We’d like to understand this much more but the details are hidden behind scientific paper paywalls. The paper’s available diagrams talk about Artificial Neural Networks and performing analogue vector–matrix multiplication to transfer data from a layer to the next. The paper abstract mentions “multiply–accumulate operations prevalent in artificial neural networks.“
We have found a preliminary copy, and its first page compares in-memory processing and conventional Von Neuman architecture. “The rate at which data can be transferred between the processing unit and the memory unit represents a fundamental limitation of modern computers, known as the memory wall. In-memory computing is an approach that attempts to address this issue by designing systems that compute within the memory, thus eliminating the energy-intensive and time-consuming data movement that plagues current designs.”
The researchers’ MRAM crossbar array design is explained like this: “With each memory storing a synaptic weight as its conductance value, the crossbar array executes the vector–matrix multiplication, the most prevalent ANN algebra. Each column yields a dot product between the input voltage vector fed to the rows and the column weight vector, by first multiplying the memory conductance and the input voltage at each row–column cross-point via Ohm’s law and subsequently summing the resulting cross-point currents along the column via Kirchhoff’s law.
“This physical matrix multiplication, or analogue multiply–accumulate (MAC) operation, consumes far less power than its digital counterpart.”
Once the researchers had the designed chip available they tested it on a couple of classic AI problems. It achieved an accuracy of 98 per cent in classification of hand-written digits and a 93 per cent accuracy in detecting faces from scenes.
Comment
This compute-in memory MRAM chip looks highly specialised for specific types of AI problems and is unlikely to appear in enterprise computing until it needs to deal with such problems in a routine way.

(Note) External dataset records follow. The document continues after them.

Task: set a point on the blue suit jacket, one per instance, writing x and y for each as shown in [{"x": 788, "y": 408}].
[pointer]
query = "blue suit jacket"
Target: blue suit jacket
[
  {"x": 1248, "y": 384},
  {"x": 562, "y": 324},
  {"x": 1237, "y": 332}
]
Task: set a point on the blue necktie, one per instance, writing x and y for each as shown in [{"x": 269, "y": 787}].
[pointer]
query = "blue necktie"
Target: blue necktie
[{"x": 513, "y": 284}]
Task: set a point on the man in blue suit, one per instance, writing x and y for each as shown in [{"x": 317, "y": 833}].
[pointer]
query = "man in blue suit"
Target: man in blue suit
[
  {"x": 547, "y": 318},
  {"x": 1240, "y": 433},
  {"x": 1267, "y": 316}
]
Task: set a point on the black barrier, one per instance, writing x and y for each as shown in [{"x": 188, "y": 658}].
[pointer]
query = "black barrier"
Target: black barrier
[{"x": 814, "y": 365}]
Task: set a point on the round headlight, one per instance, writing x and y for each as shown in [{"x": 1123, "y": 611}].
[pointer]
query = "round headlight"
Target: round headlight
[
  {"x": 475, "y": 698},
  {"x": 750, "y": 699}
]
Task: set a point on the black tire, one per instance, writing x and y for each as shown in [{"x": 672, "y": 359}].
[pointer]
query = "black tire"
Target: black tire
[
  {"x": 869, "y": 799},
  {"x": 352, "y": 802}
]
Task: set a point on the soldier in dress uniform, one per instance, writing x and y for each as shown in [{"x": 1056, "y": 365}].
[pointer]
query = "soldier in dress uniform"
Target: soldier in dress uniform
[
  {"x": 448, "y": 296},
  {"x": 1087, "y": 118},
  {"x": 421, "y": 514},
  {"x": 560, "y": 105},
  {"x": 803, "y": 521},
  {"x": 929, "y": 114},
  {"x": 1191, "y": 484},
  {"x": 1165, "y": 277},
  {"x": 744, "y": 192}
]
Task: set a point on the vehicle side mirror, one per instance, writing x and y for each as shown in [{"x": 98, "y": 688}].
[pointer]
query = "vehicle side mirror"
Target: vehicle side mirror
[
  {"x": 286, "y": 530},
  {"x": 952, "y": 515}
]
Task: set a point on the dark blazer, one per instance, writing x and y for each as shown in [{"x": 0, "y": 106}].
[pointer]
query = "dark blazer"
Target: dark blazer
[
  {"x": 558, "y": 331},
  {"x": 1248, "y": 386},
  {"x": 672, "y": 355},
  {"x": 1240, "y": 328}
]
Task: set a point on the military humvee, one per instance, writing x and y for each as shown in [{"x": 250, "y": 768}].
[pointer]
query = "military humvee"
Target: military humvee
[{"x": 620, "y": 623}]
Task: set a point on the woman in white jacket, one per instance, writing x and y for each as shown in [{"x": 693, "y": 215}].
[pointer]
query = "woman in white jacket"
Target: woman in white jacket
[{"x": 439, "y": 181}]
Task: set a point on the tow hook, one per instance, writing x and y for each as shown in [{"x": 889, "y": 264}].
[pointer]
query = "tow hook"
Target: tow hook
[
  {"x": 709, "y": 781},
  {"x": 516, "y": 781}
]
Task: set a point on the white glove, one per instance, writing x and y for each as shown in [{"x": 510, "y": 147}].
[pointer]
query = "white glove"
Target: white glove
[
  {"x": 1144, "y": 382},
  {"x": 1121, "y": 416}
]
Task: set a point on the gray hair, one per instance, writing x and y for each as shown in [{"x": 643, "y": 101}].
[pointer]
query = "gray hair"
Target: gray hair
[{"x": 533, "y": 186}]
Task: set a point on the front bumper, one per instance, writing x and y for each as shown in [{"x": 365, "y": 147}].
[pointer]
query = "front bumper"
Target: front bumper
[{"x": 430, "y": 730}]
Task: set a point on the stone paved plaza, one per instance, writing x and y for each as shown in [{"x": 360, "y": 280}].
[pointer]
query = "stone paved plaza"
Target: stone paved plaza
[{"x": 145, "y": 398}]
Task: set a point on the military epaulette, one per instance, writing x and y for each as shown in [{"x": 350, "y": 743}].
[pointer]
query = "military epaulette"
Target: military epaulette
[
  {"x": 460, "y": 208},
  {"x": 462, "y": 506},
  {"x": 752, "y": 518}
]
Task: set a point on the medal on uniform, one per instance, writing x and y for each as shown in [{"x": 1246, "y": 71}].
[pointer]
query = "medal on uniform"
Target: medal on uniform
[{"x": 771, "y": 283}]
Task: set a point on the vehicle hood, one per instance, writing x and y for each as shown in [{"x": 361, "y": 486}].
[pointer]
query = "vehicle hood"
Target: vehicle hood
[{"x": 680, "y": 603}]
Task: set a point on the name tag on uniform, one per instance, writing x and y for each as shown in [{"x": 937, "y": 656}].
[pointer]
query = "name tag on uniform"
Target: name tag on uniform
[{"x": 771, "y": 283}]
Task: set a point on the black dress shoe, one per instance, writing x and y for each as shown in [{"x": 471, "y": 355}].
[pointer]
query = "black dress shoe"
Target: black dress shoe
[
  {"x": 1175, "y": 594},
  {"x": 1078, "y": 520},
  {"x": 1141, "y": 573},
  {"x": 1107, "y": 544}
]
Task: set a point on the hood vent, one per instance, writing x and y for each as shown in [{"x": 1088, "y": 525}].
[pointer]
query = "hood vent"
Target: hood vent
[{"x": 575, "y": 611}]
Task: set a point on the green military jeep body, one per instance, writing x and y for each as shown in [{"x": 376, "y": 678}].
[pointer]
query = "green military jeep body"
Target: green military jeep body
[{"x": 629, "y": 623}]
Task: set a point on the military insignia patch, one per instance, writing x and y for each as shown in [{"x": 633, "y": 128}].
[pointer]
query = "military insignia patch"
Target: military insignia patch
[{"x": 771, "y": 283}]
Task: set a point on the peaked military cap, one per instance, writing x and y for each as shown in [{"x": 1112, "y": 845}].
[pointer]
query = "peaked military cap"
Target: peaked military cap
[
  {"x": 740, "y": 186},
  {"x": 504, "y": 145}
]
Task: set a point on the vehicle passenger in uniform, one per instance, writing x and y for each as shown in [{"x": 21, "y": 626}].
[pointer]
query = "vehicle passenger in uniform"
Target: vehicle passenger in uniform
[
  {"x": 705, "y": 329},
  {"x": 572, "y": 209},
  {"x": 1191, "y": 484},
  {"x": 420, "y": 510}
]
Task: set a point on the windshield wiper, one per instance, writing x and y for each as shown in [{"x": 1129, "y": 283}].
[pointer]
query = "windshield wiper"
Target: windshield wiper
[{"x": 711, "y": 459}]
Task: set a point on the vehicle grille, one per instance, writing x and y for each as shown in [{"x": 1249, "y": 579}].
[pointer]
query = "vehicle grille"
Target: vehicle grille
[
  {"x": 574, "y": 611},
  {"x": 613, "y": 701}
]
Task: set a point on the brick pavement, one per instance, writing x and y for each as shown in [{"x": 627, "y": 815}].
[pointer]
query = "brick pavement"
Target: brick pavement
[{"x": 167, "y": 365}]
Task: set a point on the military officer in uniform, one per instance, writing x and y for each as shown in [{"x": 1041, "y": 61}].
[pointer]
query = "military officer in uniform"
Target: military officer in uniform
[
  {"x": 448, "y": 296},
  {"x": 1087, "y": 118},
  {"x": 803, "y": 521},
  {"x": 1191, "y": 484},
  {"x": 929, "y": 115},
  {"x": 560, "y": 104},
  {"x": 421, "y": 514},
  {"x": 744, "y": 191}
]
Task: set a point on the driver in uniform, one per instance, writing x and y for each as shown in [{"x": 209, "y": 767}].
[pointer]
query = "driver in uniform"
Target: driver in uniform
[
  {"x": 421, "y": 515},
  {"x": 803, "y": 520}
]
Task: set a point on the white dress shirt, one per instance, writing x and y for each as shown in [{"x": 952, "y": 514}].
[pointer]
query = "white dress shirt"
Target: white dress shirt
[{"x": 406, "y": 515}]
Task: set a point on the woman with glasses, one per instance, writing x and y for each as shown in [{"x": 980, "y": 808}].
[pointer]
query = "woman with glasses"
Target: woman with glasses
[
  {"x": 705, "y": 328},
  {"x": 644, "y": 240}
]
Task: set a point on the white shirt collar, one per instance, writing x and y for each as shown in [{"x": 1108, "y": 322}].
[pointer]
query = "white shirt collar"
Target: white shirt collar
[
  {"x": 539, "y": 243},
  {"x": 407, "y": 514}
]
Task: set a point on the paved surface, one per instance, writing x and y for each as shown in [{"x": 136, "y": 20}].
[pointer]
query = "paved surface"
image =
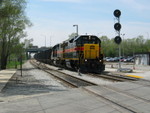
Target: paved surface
[
  {"x": 139, "y": 71},
  {"x": 5, "y": 75},
  {"x": 121, "y": 97},
  {"x": 118, "y": 98}
]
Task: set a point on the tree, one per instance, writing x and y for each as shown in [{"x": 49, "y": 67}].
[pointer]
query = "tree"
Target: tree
[{"x": 12, "y": 23}]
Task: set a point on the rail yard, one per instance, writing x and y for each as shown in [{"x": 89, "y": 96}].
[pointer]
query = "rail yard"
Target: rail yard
[{"x": 46, "y": 88}]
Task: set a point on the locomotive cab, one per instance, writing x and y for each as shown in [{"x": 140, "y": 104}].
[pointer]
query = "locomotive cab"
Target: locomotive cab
[{"x": 89, "y": 53}]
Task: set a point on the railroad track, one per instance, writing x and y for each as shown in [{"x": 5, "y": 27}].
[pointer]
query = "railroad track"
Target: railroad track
[
  {"x": 72, "y": 81},
  {"x": 114, "y": 77}
]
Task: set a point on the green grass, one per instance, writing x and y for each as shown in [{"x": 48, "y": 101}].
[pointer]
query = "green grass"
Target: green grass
[{"x": 13, "y": 64}]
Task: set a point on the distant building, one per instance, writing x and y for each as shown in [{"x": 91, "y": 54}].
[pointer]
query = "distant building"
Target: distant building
[{"x": 142, "y": 58}]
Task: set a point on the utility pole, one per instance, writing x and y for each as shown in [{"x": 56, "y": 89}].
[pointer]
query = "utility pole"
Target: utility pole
[
  {"x": 76, "y": 28},
  {"x": 117, "y": 27}
]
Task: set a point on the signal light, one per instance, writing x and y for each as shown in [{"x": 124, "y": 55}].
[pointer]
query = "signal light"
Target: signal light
[
  {"x": 117, "y": 13},
  {"x": 118, "y": 39},
  {"x": 117, "y": 26}
]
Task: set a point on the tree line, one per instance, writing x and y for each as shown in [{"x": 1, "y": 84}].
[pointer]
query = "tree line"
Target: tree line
[
  {"x": 13, "y": 22},
  {"x": 129, "y": 47}
]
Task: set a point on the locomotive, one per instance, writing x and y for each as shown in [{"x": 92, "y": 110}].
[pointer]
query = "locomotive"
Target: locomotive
[{"x": 79, "y": 53}]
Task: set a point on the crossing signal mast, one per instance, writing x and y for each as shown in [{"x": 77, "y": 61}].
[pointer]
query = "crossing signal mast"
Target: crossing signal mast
[{"x": 117, "y": 27}]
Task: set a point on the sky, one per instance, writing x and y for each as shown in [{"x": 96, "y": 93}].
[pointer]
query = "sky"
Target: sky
[{"x": 53, "y": 20}]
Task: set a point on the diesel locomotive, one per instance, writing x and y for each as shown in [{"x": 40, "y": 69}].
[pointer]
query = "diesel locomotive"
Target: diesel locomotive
[{"x": 82, "y": 53}]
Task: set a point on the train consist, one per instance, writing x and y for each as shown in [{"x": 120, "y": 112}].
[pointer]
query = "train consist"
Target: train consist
[{"x": 79, "y": 53}]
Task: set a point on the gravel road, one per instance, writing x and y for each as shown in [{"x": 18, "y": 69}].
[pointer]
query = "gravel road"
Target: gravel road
[{"x": 33, "y": 82}]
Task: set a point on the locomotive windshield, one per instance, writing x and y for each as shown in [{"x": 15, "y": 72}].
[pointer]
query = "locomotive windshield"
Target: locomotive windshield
[{"x": 88, "y": 40}]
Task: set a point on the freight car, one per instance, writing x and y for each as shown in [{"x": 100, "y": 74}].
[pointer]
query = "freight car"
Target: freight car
[{"x": 82, "y": 52}]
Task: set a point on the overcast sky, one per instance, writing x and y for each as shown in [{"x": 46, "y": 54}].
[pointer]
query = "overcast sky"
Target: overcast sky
[{"x": 53, "y": 20}]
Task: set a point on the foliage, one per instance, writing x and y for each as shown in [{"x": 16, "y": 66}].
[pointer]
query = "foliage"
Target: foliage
[{"x": 12, "y": 23}]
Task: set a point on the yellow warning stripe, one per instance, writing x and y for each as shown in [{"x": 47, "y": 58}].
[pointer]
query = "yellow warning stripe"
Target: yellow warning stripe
[{"x": 134, "y": 76}]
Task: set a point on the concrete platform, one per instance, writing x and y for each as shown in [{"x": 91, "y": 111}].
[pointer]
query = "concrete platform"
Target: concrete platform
[
  {"x": 123, "y": 97},
  {"x": 5, "y": 75}
]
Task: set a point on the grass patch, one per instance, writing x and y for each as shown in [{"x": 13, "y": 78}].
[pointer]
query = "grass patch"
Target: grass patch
[{"x": 13, "y": 64}]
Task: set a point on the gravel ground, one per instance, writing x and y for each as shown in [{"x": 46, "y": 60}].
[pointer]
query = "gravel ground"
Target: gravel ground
[{"x": 33, "y": 82}]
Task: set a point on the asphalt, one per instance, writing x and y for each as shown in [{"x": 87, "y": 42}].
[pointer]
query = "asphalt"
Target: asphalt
[{"x": 121, "y": 97}]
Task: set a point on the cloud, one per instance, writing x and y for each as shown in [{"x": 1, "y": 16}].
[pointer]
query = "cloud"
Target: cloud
[
  {"x": 136, "y": 4},
  {"x": 75, "y": 1}
]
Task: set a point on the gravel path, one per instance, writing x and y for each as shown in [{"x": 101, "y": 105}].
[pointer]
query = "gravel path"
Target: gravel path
[{"x": 33, "y": 82}]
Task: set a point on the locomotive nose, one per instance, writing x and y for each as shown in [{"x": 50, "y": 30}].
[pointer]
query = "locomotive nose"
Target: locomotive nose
[{"x": 91, "y": 51}]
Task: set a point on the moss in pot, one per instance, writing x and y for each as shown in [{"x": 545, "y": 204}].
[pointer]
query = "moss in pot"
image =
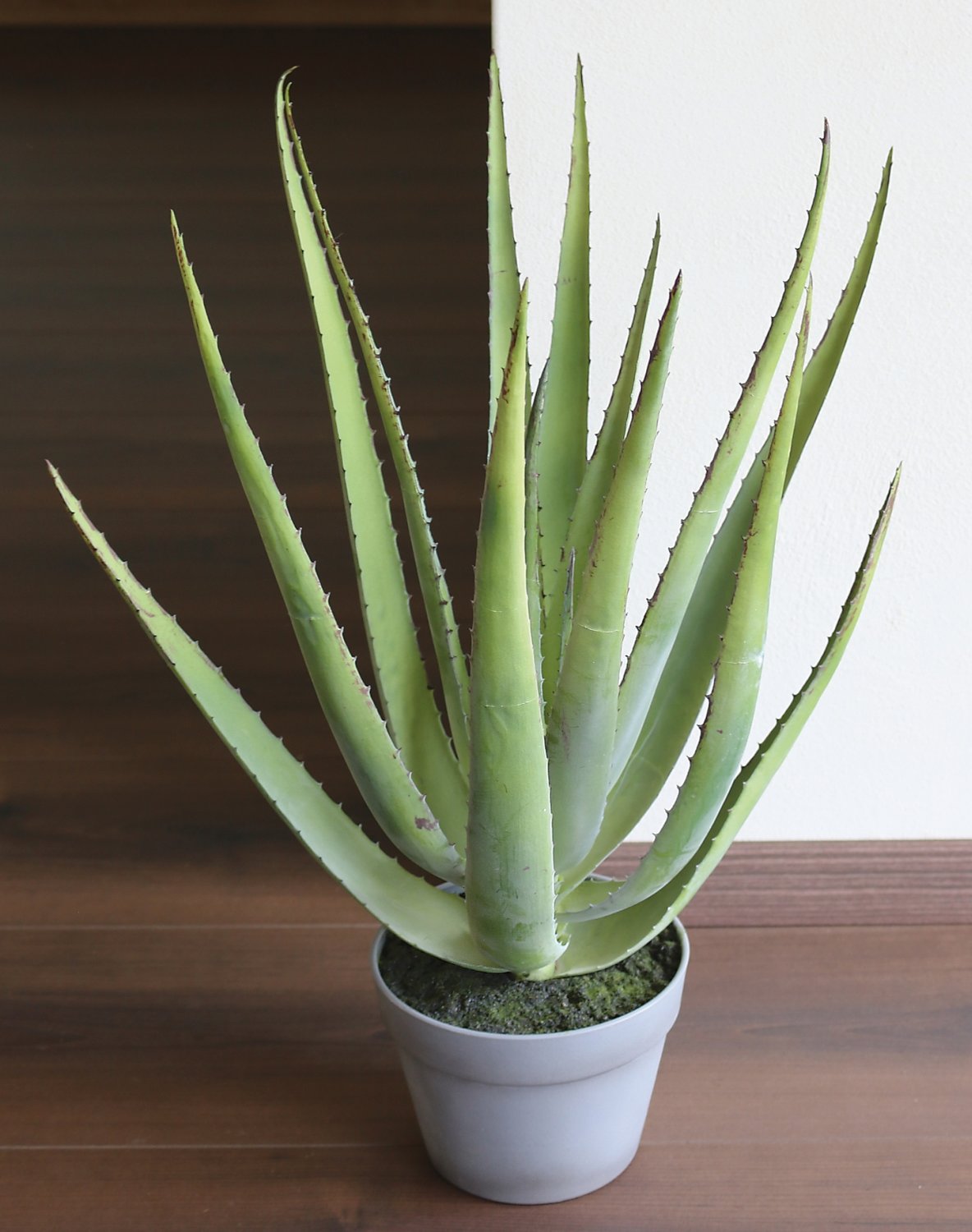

Bootnote: The paper, “A crossbar array of magnetoresistive memory devices for in-memory computing”, has been published online by Nature and paper-based publication is coming shortly.
The research was led by Samsung Advanced Institute of Technology (SAIT) in collaboration with Samsung Electronics Foundry Business and Semiconductor R&D Center. The first author of the paper, Dr Seungchul Jung, staff researcher at SAIT, and the co-corresponding authors Dr Donhee Ham, fellow of SAIT and professor of Harvard University, and Dr Sang Joon Kim, vice president of technology at SAIT, led the research.